I'd like to throw out an observation made by a student from California. Her
comment was that the Hispanics in Fresno are divided into three groups:
The first group is formed by people directly from Mexico. They speak
English poorly, but "are the most American". She said you can tell who they
are because they all have American flags hanging from their windows.
The second group is formed by their children. They're just living life, are
bilingual, and don't think or talk about who they are much.

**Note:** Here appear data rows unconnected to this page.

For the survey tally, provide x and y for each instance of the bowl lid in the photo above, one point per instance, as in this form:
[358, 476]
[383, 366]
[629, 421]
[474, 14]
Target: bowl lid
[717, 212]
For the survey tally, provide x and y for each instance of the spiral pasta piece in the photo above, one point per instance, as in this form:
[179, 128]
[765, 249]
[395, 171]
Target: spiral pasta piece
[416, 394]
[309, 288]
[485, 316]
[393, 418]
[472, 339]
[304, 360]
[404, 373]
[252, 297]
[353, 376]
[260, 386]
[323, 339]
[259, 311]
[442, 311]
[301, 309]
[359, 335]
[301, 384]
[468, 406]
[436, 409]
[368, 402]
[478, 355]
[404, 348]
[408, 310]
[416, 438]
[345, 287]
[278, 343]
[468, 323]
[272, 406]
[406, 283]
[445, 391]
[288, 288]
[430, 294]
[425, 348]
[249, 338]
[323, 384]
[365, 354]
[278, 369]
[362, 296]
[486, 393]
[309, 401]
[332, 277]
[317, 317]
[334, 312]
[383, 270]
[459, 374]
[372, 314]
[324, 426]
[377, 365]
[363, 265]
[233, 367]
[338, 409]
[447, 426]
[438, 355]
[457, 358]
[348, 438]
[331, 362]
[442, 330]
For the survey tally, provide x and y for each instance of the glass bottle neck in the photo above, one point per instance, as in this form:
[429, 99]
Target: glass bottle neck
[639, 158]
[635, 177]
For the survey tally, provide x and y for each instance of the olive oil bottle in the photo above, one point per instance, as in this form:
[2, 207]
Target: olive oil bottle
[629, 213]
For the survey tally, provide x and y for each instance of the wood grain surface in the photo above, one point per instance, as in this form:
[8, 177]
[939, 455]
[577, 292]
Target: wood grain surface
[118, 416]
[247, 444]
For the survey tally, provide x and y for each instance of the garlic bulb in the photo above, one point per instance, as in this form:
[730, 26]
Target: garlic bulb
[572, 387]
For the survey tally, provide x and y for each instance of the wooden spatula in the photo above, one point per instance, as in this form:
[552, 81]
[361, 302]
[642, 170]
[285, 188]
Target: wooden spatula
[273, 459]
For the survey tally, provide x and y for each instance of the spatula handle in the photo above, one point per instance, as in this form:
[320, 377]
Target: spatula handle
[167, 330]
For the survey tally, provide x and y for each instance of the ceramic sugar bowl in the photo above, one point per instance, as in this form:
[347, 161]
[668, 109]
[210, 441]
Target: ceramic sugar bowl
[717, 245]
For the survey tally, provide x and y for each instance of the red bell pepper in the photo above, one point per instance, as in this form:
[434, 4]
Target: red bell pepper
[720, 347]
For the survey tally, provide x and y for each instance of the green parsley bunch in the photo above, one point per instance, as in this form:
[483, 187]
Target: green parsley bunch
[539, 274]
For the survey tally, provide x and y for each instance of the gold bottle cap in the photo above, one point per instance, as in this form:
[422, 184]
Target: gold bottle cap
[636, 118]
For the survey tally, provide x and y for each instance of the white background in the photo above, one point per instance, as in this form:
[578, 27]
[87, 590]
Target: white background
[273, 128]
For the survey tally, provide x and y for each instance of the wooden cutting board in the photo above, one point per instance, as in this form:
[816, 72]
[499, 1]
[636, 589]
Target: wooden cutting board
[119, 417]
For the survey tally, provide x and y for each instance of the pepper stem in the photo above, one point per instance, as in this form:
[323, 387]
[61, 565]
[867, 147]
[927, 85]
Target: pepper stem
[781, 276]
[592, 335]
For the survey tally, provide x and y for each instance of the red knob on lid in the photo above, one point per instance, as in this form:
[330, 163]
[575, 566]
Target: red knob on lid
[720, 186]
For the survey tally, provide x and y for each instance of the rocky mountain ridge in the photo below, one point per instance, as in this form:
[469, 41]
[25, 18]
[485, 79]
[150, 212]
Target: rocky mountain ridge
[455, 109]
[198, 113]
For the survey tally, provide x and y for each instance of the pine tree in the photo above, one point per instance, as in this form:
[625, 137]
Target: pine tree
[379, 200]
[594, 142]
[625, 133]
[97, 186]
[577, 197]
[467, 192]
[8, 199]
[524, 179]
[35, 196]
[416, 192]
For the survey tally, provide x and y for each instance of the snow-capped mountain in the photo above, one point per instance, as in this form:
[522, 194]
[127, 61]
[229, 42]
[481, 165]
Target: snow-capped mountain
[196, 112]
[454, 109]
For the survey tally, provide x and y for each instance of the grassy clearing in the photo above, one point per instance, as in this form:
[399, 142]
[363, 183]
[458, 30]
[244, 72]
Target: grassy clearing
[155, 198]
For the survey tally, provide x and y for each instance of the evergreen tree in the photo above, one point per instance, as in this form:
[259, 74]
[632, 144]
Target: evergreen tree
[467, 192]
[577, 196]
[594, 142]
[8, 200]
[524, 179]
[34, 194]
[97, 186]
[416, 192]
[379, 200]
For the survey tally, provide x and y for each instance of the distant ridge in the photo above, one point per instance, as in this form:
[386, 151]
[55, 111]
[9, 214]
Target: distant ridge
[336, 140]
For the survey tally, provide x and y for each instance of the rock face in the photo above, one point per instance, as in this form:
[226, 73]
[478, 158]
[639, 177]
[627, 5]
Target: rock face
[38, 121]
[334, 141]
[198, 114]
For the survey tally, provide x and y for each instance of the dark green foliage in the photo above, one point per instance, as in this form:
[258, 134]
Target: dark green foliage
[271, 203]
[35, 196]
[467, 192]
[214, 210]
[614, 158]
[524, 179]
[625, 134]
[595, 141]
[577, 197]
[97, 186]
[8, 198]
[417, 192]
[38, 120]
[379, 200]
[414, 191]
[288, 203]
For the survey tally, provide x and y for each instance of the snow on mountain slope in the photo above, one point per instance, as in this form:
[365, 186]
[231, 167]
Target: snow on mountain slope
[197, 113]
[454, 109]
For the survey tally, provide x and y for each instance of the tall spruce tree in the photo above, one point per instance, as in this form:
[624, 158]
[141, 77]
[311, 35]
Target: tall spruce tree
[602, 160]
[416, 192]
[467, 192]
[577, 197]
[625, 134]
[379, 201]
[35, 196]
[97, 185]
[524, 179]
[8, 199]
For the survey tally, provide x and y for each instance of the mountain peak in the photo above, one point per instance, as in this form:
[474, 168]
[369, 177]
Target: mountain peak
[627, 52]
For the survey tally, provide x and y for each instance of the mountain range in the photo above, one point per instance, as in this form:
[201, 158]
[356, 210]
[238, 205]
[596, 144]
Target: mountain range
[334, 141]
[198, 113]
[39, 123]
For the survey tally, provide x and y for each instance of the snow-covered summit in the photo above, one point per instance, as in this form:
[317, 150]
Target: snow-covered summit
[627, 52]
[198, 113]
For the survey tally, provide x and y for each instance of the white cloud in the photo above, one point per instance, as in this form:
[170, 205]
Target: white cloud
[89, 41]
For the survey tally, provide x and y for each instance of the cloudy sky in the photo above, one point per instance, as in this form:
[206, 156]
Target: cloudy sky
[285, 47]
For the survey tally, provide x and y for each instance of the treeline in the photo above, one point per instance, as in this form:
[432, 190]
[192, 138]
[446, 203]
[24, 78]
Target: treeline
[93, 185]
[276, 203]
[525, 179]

The third group is the third generation. These people don't speak Spanish,
only English. However, they're the ones who are most vocal about language
rights and being Mexican. They are the ones who hang Mexican flags in their
windows, and say, "Viva la raza!"
Another student commented on a similar situation in southern Manitoba. She
said her grandmother's generation lives the Mennonite lifestyle, speaks
Plautdeutch, but seldom talk about their identity.
She said people in their 20's were much more proud and vocal about being
Mennonite. Yet they do not speak Plautdeutch.
I myself am not American or Mennonite, so I can't vouch for any of this.
It does ring more or less true to me, though. I've seen similar phenomena
among Indigenous peoples in Brazil and Canada.
I'm not sure if this tendency is the norm, the exception, or even accurate.